È accaduto in Inghilterra, e recuperare il
materiale non è stato una passeggiata: le uniche prove della voce di una donna
affetta da Sla risalivano agli anni Novanta ed erano conservate su una vecchia
videocassetta. Nascere molti anni prima dell’avvento degli smartphone
ovviamente non ha aiutato. A centrare l’obiettivo sono stati i ricercatori
dell’università di Sheffield. Oggi la donna può parlare, ovviamente con delle
limitazioni: deve fare ricorso a un puntatore oculare per comporre parole e
frasi.

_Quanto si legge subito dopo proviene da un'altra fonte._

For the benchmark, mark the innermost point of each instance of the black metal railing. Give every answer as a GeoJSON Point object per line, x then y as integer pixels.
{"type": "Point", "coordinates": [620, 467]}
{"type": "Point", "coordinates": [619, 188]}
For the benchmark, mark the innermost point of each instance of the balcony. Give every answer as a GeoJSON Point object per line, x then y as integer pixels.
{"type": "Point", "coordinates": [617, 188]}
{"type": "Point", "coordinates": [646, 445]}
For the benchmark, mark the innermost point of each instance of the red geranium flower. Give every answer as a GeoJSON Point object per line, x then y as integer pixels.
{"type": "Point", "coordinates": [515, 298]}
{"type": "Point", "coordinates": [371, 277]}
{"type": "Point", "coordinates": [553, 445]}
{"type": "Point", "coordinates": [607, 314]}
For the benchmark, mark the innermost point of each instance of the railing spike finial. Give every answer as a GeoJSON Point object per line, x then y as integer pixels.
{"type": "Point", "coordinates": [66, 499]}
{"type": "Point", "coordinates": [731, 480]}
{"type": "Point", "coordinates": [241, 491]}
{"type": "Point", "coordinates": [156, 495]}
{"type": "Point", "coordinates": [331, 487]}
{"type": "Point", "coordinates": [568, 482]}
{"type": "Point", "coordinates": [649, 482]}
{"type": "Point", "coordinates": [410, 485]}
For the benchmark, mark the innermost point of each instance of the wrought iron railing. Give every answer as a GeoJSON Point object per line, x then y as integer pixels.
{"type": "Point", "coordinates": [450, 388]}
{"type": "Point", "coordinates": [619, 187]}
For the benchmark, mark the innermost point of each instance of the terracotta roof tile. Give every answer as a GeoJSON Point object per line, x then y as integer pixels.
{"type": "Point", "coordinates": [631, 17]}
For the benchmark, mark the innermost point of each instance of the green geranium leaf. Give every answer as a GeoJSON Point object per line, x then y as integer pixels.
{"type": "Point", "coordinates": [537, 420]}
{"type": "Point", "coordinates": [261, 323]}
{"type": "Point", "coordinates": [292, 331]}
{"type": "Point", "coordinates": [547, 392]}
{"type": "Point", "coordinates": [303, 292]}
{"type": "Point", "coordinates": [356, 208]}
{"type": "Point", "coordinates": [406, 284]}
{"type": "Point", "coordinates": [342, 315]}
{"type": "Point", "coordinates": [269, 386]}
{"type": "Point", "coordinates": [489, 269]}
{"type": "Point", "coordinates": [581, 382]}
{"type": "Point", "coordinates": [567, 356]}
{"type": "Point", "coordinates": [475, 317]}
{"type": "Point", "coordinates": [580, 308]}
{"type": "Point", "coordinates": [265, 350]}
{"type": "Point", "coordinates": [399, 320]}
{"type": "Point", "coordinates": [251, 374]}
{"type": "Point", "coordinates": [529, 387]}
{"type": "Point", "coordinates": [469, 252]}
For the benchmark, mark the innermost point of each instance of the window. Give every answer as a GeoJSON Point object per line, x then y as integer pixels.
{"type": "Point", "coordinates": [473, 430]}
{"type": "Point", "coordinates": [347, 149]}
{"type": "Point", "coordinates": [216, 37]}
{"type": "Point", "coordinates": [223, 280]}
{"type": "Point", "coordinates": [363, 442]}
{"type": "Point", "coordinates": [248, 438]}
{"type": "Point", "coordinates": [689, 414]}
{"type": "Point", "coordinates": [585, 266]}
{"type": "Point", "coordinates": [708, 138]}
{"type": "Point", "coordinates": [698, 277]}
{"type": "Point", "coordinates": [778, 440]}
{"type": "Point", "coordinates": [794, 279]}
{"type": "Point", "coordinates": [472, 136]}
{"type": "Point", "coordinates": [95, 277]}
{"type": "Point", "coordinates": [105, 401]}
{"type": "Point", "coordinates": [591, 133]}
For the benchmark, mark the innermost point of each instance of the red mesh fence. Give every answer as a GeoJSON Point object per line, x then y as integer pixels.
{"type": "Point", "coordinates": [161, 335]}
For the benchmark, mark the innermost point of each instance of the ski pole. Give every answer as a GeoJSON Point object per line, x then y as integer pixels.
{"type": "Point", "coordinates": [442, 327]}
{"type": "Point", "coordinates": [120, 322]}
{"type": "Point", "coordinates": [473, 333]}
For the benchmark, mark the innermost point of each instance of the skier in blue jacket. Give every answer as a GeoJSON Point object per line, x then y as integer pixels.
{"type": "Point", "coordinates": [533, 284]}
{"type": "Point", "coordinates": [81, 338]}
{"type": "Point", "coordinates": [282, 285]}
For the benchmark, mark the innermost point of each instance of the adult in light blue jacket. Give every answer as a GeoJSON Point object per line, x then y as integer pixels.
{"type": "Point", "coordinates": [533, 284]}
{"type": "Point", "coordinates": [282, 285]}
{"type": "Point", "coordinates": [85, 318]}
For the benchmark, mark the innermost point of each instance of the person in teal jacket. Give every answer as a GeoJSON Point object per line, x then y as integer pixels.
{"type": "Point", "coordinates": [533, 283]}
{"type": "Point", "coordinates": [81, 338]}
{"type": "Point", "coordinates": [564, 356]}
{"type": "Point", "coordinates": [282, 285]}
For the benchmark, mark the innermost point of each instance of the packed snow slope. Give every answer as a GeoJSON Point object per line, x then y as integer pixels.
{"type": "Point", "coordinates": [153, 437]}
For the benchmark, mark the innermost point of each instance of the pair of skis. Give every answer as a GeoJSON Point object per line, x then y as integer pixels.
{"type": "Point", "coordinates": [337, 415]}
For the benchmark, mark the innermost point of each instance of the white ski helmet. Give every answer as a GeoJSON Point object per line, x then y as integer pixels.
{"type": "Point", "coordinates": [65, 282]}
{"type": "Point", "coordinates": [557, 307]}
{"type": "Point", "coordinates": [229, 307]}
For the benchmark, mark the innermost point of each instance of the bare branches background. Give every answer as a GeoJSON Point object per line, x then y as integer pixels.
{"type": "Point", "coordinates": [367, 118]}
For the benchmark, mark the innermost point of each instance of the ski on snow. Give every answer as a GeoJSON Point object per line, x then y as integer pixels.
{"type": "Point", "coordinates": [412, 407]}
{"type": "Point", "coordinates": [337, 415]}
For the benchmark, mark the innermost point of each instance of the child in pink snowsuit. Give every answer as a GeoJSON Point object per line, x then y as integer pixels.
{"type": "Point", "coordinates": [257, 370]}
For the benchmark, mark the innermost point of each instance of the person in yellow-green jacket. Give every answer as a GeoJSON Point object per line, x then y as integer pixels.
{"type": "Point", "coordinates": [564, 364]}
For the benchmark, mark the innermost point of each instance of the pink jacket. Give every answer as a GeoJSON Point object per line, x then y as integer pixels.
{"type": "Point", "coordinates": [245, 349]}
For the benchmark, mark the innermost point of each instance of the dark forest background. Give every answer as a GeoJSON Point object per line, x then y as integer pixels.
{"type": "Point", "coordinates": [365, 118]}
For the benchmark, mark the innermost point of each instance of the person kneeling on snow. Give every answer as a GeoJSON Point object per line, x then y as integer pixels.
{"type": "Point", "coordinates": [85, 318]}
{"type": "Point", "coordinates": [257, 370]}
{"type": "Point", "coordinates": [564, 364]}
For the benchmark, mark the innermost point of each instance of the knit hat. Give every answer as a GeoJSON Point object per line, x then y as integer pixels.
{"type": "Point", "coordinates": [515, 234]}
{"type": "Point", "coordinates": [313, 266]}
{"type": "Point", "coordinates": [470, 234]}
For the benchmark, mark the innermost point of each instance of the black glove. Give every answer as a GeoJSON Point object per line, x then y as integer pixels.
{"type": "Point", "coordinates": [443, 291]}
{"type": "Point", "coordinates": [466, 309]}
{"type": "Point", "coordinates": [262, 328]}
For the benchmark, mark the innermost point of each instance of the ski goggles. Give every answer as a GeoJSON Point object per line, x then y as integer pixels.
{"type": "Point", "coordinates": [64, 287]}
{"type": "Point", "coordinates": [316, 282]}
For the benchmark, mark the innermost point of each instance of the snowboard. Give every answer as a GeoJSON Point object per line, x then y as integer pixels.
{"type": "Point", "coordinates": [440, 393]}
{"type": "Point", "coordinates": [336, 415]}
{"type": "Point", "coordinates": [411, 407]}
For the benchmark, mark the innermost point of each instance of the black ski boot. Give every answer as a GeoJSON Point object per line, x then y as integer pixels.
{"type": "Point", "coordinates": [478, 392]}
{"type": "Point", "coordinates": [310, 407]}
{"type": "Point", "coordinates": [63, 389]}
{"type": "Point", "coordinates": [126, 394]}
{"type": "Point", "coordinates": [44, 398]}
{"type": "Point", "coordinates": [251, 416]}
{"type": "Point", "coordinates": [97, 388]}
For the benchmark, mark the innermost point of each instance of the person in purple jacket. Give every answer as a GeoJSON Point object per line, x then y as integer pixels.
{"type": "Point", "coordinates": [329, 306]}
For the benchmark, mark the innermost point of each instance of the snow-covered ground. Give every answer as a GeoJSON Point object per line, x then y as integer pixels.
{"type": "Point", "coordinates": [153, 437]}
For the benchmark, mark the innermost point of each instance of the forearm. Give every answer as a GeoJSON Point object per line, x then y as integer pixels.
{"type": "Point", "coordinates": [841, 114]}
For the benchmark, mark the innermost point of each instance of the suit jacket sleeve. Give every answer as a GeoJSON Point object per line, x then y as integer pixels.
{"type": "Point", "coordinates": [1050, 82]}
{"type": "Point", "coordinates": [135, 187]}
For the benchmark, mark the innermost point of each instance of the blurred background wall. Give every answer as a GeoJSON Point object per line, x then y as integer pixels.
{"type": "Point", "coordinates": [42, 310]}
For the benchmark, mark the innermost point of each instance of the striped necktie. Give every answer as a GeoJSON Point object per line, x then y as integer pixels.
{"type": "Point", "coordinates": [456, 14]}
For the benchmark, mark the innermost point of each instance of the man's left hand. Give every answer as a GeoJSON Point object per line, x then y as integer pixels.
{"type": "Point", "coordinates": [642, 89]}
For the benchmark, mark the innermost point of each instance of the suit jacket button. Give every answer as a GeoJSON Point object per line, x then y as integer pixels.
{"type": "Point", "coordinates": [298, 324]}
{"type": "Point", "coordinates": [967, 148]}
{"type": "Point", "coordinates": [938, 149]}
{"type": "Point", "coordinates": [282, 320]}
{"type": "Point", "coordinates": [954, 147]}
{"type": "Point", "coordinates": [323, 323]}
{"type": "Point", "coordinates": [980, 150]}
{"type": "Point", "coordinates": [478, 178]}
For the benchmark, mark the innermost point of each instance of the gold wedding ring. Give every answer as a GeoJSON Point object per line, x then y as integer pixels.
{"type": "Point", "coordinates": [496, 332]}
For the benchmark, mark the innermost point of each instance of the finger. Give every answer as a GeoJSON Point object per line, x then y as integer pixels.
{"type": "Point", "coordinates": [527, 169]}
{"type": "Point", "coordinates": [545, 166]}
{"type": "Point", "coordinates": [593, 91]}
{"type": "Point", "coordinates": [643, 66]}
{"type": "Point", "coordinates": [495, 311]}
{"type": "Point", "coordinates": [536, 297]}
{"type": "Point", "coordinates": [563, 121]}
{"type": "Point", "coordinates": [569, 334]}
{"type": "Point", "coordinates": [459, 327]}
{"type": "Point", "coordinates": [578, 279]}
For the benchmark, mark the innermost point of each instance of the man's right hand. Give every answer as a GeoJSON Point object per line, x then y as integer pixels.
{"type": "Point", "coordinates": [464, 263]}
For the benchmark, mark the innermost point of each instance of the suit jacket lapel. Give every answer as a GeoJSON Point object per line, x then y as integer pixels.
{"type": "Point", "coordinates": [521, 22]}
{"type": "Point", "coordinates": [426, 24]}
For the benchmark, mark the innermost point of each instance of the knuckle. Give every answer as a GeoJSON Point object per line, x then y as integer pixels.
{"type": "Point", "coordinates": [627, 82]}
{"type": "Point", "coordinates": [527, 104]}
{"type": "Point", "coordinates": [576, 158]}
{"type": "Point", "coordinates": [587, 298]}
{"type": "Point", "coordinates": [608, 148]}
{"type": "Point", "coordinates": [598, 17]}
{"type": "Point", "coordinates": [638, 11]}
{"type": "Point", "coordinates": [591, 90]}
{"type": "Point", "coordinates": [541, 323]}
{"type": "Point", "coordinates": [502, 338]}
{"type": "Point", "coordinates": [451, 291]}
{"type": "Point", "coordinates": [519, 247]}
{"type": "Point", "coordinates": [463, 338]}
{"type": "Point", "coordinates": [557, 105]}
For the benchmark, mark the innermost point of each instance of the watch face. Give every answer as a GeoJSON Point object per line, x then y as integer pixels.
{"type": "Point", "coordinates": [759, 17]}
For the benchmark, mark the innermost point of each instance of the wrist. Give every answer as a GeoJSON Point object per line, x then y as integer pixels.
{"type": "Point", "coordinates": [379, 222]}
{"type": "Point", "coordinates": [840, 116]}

Ma la voce sintetizzata è molto simile a quella che aveva una volta. E
questo apre prospettive insperate per i filologi.
Come spesso
accade, il marketing ha naso per le innovazioni dotate di potenziale. E così,
oggi c’è chi pensa di sfruttare l’inflessione dialettale per conquistare la
fiducia dei consumatori. È quello che pensano i due ricercatori Andre Martin
(Università di Notre Dame, Usa) e Khalia Jenkins (American University,
Washington), che nella presentazione del loro studio citano
addirittura Nelson Mandela: “Se parli a un uomo in una lingua che capisce,
raggiungerai la sua testa. Ma se gli parli nella sua lingua, raggiungerai il
suo cuore”.
“I sondaggi
dell’industria hanno fotografato il sentiment sempre più
negativo verso l’AI”, scrivono gli studiosi, che lavorano in due business
school. “Immergendosi a fondo nel potenziale dei dialetti personalizzati,
creati con l’AI al fine di aumentare la percezione di calore, competenza e
autenticità da parte dell’utente, l’articolo sottolinea [come in questo modo si
possa] rafforzare la fiducia, la soddisfazione e la lealtà nei confronti dei
sistemi di intelligenza artificiale”. Insomma, addestrando gli agenti virtuali
a parlare con una cadenza amica si può vendere di più. C’è sempre un risvolto
business, e qui siamo decisamente lontani dagli intenti di conservazione della
biodiversità linguistica. Ma anche questo fa parte del gioco.